As muitas formas da água na arquitectura da freguesia da Misericórdia, bem no centro de Lisboa
Numa esquina da Rua da Boavista com a Travessa do Marquês de Sampaio, e quase sem se dar por ele, existe um elemento arquitectónico recolhido sob a fachada de um prédio. Muita gente passa por ali, mas poucos serão os que se deterão para o contemplar. No entanto, está ali há já quase três séculos e meio. Da Bica dos Olhos, bela construção em mármore onde se pode ler a data da sua edificação (1675), já não corre água há algum tempo, contribuindo assim para sublinhar um carácter quase anónimo deste fontanário. Isto apesar de abaixo daquela indicação cronológica constar o seguinte dizer: “He obrigado o dono desta propriedade a conservar esta Bica sempre corrente e à sua conta”. Isso foi o que estipulou a Câmara Municipal de Lisboa em 1709, quando a fonte foi transplantada para a sua actual localização, vinda da “Bica do Belo”, ali perto. Apesar da mudança, mantinha-se a tradição de ali ir lavar as vistas antes do nascer do sol, “para melhorar a visão ou curar outa maleita dos olhos”. Esta história é contada no livro “Arquitectura da Água na Freguesia da Misericórdia”, lançado há poucas semanas e de distribuição gratuita.

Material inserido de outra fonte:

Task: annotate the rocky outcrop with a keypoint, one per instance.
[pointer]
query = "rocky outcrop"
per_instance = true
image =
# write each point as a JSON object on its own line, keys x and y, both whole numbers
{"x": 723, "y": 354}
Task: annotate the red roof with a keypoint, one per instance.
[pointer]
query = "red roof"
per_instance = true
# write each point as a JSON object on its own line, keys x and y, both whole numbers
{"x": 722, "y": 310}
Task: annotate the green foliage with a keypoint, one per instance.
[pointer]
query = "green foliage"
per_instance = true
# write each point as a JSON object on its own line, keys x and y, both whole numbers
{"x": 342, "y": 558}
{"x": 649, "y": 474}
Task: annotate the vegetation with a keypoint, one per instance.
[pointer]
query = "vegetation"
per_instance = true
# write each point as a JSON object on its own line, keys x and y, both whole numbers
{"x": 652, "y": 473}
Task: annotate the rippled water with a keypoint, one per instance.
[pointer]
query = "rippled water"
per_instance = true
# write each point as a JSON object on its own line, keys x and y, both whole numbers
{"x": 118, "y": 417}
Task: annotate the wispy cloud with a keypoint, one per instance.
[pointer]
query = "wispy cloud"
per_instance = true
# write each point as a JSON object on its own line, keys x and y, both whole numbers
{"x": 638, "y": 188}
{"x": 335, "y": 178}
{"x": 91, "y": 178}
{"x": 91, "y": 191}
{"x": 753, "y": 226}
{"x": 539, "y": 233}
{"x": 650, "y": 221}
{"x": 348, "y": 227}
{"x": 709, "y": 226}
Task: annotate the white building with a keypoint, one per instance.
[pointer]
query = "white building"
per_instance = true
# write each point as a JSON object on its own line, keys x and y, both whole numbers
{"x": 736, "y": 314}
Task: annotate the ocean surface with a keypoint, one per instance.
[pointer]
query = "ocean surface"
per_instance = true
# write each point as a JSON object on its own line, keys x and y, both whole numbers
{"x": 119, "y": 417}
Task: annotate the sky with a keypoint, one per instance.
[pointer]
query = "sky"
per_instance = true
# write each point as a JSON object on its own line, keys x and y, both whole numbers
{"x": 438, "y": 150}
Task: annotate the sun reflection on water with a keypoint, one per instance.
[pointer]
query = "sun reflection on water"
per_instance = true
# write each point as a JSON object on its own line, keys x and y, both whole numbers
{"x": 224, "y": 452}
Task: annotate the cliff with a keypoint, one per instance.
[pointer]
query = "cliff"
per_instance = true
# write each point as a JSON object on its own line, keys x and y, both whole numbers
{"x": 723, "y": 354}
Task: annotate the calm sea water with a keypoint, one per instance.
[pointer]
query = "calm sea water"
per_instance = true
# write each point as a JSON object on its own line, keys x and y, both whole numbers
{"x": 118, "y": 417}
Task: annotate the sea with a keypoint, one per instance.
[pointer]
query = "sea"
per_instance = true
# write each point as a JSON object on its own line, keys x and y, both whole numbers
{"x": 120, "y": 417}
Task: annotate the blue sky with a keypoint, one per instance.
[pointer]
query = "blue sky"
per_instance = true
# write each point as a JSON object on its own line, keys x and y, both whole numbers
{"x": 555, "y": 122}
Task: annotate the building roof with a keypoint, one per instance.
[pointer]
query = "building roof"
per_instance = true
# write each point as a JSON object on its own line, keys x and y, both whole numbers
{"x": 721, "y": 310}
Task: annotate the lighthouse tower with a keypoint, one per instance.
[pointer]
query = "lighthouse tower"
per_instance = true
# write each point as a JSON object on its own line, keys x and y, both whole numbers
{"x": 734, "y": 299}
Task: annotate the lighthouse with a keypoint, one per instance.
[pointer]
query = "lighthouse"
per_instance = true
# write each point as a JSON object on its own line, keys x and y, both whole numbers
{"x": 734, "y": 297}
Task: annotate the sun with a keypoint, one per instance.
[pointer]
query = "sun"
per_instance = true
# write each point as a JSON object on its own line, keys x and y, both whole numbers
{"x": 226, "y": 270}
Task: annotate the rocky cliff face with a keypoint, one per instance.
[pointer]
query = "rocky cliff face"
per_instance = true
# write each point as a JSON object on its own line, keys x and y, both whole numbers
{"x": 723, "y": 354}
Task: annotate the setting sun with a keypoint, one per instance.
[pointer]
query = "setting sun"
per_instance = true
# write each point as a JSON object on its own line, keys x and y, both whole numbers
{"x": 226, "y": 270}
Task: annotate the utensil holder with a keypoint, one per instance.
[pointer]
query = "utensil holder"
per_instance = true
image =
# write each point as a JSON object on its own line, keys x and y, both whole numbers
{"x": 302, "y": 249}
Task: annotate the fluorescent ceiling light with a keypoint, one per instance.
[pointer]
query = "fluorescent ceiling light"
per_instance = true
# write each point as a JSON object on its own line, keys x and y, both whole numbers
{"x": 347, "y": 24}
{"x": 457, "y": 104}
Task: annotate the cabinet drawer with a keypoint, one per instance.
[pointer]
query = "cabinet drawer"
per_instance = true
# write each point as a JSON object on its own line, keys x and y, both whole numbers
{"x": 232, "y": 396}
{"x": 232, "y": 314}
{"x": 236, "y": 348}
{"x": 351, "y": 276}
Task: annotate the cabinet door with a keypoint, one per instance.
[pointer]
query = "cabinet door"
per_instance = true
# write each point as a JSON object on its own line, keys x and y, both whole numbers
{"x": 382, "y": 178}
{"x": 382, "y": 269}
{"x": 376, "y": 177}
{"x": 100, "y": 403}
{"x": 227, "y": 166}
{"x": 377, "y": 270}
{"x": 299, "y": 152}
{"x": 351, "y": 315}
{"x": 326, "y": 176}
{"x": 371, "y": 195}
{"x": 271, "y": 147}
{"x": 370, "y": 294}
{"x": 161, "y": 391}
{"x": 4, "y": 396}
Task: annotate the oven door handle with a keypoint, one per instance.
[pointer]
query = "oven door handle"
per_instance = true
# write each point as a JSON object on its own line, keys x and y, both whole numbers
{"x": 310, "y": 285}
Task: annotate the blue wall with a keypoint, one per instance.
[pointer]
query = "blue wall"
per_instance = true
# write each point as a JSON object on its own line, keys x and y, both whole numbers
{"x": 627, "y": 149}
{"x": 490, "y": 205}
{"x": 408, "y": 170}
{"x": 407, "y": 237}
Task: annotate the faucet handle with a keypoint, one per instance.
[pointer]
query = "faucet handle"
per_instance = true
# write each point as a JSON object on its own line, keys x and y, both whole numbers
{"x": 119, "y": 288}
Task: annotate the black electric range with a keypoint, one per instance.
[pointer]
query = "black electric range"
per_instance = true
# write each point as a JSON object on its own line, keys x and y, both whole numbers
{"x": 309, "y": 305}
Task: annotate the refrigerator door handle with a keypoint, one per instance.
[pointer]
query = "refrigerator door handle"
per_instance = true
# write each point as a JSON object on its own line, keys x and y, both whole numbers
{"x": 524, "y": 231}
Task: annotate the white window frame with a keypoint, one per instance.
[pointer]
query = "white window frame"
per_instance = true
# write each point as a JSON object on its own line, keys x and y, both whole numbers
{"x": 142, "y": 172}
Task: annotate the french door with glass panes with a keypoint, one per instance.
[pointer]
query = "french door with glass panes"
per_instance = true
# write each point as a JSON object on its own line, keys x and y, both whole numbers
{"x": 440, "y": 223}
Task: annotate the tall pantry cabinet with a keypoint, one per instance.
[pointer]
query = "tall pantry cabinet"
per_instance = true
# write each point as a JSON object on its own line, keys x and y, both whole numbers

Publicada pela Junta de Freguesia da Misericórdia, a obra de Paulo Figueiredo traça um perfil da importância da água, não apenas para aquele território – que abrange bairros icónicos, como o Príncipe Real, o Cais do Sodré, o Bairro Alto e a Bica – mas também para toda a capital portuguesa. E isso inclui falar de infraestruturas tão relevantes para a cidade, como o Reservatório da Patriarcal, no Princípe Real, concluído em 1864, ou de equipamentos de uso mais localizado, como o Chafariz de São Paulo (1849) e o Lago da Praça das Flores (1859), e até daqueles que não serão assim tão notáveis, como é o caso do chafariz de uma bica, construído em 1930, no alto da Calçada de Salvador Correia de Sá. Mas, para além da arquitectura relacionada com o abastecimento de água à população, o livro também aborda questões tão essenciais quanto os balneários públicos - gradualmente indispensáveis, tanto quanto o determinaria a evolução dos padrões de salubridade – ou a actividade de mergulhos lúdicos na zona ribeirinha do Tejo. A obra está disponível na sede da Junta de Freguesia da Misericórdia.